[EMAIL PROTECTED] wrote:
El día Monday, April 10, 2006 a las 04:07:34PM +0100, Alex Zbyslaw escribió:
There's nothing to stop you configuring that local nameserver to use
your two "backups" for names that it cannot resolve.
You could then leave the two backups in /etc/resolv.conf but if your
local nameserver is authoritative for your local domain, then you
probably want to know if it goes away, and those backups won't be able
to look up names in your local domain.
I'm making some assumptions about why you set things up this way in the
first place, and I may be wrong, but there's too little info in your
post to give definitive suggestions.
The anderlying problem is that we are three companies, now connected
through VPN tunnels. Each company runs it's own DNS server internaly and
without publicating all its names to Internet. The three DNS are
10.0.1.201 (mine one), xxx.xxx.xxx.xxx and yyy.yyy.yyy.yyy.
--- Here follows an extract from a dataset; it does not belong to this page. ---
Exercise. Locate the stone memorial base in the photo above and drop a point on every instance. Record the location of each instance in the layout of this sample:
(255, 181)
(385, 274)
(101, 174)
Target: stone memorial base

Any idea? Yes, in the future we will unify the whole zone, but this is
not a short term option...
Presumably all three ranges have distinct domain names E.g. company1.de
company2.de company3.de
I am no expert of DNS, but isn't all you need for each "company" to run
nameservers which are slaves (secondaries) for the other 2 as well as
master of their own? So the nameserver at company1 is master for
company1.de and is a slave for company2.de and company3.de etc.
Of course, you might want some redundancy in that scenario, with each
company running DNS on another server as well, and that one being a
slave for all 3 domains.
If you don't know enough to do that, I strongly recommend getting the
latest edition of O'Reilly "DNS and BIND"; and you should find BIND doc
on your FreeBSD system starting in /usr/share/doc/bind9/arm/Bv9ARM.html.